Recent news about surveillance of communications metadata has propelled this normally arcane part of the information world to the top of the stack.
If you’re interested in learning more about metadata, there is no lack of resources: a Google search yields more than 100 million results and even Wikipedia uses 14 pages and 35 references just to explain metadata.
But if you’re an information creator, manager or publisher, all of this admittedly valuable information can seem like an impenetrable maze, especially if you’re facing the need to design your information resources and technology: lots about metadata but not so much about how to design and manage it for your particular need. The currently favored description of metadata as “data about data” is nominally correct but not very illuminating.

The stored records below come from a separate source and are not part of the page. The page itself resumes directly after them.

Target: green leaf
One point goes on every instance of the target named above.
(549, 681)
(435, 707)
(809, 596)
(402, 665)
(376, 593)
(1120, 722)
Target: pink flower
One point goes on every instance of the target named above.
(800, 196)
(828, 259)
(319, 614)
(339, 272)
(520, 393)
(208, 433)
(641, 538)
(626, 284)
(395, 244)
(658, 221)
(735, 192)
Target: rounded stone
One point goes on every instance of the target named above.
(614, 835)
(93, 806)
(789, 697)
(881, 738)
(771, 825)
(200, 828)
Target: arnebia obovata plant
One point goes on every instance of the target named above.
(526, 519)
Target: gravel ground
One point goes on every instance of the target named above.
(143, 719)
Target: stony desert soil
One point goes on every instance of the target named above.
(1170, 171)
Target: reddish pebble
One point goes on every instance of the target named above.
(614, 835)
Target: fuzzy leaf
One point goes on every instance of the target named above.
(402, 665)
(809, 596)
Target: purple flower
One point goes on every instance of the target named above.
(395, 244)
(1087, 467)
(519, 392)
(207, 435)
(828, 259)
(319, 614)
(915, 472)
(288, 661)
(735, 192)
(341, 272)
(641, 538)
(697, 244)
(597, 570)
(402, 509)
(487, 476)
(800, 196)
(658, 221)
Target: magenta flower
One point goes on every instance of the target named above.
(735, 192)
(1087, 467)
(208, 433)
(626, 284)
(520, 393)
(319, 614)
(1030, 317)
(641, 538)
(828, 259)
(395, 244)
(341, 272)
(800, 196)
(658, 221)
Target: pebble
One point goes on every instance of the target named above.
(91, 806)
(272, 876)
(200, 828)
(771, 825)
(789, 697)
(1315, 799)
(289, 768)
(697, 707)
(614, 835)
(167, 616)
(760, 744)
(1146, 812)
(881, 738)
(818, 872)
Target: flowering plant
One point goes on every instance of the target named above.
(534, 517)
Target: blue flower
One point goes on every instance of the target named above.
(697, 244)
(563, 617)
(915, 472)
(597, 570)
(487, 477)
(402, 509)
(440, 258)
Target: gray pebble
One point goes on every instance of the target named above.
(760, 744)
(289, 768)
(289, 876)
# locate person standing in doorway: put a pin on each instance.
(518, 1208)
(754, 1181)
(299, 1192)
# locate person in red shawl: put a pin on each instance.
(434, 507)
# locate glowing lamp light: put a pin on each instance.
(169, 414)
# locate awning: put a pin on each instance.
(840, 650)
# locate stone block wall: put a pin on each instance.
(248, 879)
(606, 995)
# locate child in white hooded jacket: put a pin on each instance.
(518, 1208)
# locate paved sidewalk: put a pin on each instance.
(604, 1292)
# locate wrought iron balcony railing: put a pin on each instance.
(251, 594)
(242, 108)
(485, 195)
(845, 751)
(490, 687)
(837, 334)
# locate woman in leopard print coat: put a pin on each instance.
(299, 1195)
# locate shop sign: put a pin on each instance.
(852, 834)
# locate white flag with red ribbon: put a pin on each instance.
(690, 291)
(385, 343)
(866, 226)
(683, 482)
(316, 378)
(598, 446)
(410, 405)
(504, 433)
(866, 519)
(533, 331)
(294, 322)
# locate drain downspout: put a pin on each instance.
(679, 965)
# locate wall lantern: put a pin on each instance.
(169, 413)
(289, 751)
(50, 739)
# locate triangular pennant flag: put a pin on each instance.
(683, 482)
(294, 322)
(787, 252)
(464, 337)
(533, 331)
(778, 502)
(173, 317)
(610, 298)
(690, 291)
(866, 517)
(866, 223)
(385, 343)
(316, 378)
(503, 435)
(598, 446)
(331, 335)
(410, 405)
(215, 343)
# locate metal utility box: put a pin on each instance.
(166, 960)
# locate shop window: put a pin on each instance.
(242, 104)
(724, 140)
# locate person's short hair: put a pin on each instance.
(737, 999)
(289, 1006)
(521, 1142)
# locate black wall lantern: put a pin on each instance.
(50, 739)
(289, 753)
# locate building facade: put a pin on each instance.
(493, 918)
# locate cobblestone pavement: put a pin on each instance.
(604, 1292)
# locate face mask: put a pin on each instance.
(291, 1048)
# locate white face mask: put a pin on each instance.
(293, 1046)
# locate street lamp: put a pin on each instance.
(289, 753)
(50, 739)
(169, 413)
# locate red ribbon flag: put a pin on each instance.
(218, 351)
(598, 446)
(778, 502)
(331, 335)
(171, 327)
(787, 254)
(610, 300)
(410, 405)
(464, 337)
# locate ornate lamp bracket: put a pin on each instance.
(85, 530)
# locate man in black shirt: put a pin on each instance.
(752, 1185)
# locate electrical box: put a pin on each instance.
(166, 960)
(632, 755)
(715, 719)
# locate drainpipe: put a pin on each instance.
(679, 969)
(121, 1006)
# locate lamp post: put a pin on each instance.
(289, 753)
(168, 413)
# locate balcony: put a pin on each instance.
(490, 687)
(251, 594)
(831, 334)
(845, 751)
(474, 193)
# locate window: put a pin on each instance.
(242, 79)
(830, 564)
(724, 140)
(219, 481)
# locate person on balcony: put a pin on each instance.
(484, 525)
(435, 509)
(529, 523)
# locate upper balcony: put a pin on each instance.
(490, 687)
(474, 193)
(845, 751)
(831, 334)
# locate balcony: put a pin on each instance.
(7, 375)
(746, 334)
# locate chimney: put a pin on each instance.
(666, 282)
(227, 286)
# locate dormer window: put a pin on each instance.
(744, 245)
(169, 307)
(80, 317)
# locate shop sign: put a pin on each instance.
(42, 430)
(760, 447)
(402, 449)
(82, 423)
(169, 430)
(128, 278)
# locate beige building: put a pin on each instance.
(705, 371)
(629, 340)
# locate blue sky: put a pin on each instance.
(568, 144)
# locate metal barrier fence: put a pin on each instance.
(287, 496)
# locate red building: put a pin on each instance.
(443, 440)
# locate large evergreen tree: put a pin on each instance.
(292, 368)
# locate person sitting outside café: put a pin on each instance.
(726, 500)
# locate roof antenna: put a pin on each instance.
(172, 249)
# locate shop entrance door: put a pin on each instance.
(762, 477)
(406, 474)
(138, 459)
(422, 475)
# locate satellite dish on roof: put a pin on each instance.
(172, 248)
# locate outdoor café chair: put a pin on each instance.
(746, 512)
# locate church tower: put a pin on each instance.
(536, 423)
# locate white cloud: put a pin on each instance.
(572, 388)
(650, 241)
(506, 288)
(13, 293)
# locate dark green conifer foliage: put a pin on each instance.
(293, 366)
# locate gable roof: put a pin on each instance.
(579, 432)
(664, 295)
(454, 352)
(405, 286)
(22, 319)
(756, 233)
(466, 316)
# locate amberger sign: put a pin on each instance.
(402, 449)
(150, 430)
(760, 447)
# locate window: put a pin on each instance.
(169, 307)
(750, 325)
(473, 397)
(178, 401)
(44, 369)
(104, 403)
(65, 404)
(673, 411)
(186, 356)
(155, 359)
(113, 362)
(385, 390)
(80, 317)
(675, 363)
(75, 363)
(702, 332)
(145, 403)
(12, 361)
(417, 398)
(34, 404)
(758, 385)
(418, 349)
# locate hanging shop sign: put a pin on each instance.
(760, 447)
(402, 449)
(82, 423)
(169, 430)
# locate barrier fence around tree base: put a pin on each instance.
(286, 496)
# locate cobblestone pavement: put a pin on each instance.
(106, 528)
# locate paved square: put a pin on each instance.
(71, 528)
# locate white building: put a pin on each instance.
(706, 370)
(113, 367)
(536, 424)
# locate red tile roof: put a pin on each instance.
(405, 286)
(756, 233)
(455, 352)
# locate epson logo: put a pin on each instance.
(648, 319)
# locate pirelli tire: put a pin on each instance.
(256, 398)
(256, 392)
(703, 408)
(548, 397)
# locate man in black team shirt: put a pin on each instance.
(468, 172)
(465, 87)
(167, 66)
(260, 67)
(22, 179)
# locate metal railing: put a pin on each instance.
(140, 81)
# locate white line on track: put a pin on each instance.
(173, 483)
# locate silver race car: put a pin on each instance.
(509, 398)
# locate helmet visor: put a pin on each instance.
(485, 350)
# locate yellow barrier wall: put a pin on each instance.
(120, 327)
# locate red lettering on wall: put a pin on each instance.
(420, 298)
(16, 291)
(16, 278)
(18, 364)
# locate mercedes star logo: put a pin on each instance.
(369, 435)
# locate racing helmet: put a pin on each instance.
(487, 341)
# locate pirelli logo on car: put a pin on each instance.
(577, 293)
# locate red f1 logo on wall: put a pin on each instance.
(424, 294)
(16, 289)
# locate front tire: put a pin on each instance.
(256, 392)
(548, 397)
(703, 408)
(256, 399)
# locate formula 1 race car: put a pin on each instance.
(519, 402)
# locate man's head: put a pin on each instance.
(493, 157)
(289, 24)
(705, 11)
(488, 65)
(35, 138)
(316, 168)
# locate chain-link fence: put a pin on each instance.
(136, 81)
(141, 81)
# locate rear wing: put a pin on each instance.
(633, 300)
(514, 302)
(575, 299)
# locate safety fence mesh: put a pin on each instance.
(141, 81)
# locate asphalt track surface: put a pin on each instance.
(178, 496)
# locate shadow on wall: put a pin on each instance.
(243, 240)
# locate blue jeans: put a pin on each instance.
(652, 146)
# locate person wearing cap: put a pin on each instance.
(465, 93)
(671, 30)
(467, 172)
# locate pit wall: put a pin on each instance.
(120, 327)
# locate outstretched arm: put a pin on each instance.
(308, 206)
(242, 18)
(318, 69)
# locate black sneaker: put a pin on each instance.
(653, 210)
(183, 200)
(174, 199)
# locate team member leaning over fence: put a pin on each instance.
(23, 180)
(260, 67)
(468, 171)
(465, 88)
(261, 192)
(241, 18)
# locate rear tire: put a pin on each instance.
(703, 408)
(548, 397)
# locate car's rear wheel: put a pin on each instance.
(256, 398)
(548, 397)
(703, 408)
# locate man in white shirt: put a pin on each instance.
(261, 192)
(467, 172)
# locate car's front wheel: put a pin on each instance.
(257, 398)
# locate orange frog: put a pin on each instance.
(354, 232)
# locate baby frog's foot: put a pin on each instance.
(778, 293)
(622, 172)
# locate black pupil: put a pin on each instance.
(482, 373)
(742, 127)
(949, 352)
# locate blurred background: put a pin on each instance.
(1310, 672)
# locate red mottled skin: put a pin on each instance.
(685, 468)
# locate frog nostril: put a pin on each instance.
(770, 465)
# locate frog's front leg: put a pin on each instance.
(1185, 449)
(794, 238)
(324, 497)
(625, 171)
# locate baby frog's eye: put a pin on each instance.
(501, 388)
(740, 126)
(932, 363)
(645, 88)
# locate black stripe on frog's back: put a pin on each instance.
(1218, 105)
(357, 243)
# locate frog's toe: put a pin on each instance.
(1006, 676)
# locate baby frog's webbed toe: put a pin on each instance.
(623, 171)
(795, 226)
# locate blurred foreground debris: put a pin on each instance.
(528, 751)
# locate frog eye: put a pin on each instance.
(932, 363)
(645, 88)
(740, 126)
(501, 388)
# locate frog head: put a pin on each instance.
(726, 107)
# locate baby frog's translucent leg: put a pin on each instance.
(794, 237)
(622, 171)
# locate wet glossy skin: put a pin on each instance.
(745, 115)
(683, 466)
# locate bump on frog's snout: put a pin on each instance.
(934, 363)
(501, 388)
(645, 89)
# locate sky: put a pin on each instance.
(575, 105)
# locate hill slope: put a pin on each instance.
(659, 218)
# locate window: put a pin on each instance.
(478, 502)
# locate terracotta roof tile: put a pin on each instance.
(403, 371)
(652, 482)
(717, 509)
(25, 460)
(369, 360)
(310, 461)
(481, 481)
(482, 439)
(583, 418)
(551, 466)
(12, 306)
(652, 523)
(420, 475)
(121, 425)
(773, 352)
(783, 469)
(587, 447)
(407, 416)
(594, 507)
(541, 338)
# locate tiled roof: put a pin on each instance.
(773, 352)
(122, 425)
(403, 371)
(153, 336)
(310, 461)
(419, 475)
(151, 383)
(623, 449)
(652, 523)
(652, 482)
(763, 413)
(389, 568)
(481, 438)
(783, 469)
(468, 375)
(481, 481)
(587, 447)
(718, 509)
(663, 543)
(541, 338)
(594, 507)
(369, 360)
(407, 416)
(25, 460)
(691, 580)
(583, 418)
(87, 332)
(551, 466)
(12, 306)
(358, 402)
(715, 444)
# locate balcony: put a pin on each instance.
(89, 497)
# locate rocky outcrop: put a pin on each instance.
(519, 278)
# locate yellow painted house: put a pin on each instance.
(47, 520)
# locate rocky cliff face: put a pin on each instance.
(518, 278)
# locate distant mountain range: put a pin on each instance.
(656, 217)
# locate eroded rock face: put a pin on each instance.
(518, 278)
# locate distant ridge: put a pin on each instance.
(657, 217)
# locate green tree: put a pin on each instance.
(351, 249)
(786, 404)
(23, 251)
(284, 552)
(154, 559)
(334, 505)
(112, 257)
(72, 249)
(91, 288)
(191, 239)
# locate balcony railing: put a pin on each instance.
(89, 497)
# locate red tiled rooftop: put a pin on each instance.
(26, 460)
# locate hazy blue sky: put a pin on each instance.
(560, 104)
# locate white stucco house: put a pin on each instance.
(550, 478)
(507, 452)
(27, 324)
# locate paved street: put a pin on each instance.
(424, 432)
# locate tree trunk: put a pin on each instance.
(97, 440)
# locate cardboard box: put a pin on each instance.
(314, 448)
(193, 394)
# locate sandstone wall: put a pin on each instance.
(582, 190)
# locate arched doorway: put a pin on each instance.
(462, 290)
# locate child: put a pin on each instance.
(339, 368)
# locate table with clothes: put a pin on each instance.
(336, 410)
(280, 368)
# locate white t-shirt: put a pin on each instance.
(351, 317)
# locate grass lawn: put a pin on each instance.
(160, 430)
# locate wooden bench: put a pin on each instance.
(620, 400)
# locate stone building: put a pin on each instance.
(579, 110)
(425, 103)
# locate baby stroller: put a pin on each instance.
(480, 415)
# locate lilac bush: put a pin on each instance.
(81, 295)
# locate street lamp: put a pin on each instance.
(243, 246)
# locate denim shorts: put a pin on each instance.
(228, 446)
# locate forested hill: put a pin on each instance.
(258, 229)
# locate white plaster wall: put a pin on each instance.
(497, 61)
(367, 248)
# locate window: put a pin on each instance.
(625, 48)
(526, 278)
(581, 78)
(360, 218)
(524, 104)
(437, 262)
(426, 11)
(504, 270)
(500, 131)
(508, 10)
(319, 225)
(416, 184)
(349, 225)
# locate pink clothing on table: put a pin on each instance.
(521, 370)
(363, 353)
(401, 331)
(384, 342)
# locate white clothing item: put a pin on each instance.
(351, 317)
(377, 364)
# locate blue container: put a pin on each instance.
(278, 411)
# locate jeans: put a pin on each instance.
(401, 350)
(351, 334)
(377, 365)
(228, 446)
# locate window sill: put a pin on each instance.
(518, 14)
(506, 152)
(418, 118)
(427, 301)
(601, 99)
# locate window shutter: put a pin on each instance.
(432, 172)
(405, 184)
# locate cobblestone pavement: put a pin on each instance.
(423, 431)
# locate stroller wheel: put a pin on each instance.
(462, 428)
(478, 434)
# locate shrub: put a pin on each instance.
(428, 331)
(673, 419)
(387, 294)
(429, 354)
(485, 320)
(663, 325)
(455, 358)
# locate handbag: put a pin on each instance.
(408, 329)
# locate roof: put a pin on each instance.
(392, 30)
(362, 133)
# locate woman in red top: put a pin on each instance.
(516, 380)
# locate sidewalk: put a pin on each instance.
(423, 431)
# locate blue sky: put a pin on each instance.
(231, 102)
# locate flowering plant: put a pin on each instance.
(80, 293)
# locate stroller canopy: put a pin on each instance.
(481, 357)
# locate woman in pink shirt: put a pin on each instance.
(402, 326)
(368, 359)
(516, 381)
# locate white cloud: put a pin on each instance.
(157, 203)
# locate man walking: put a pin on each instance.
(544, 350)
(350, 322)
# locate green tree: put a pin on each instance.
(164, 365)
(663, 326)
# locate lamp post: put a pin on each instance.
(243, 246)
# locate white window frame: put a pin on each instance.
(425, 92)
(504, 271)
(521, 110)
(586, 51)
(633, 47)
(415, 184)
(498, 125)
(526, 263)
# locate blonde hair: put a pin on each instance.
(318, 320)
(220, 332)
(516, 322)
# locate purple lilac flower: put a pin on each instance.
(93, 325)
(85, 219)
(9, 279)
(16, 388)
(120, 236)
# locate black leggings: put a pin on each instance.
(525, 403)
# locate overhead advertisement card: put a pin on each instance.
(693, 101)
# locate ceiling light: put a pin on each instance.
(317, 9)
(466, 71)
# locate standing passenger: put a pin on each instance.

Metadata for Content Creators
Let me suggest that metadata may be viewed in two major functional categories, each one important in the design and implementation of information automation efforts:
- Metadata as data about the Physical structure and processing of information files: ignoring for the most part the intellectual content of the files. Let’s call this “structural metadata.”
- Metadata as data about the intellectual content of information files with particular emphasis on ways to locate the content. Let’s call this category “finding aid metadata.”
This category is the most analyzed and described of the two metadata categories, perhaps because it is the most tightly integrated with the technology used to create and process files. In truth, virtually everyone creates and uses this type of metadata. Word processors, for example, create and keep data about the dates, authors, revisers and accesses of every document they generate. MS Office even uses XML as its underlying data markup, for content as well as metadata and other properties. While this won’t help much in making your content usable, it makes the metadata in MS Office files easily accessible via standard XML software tools.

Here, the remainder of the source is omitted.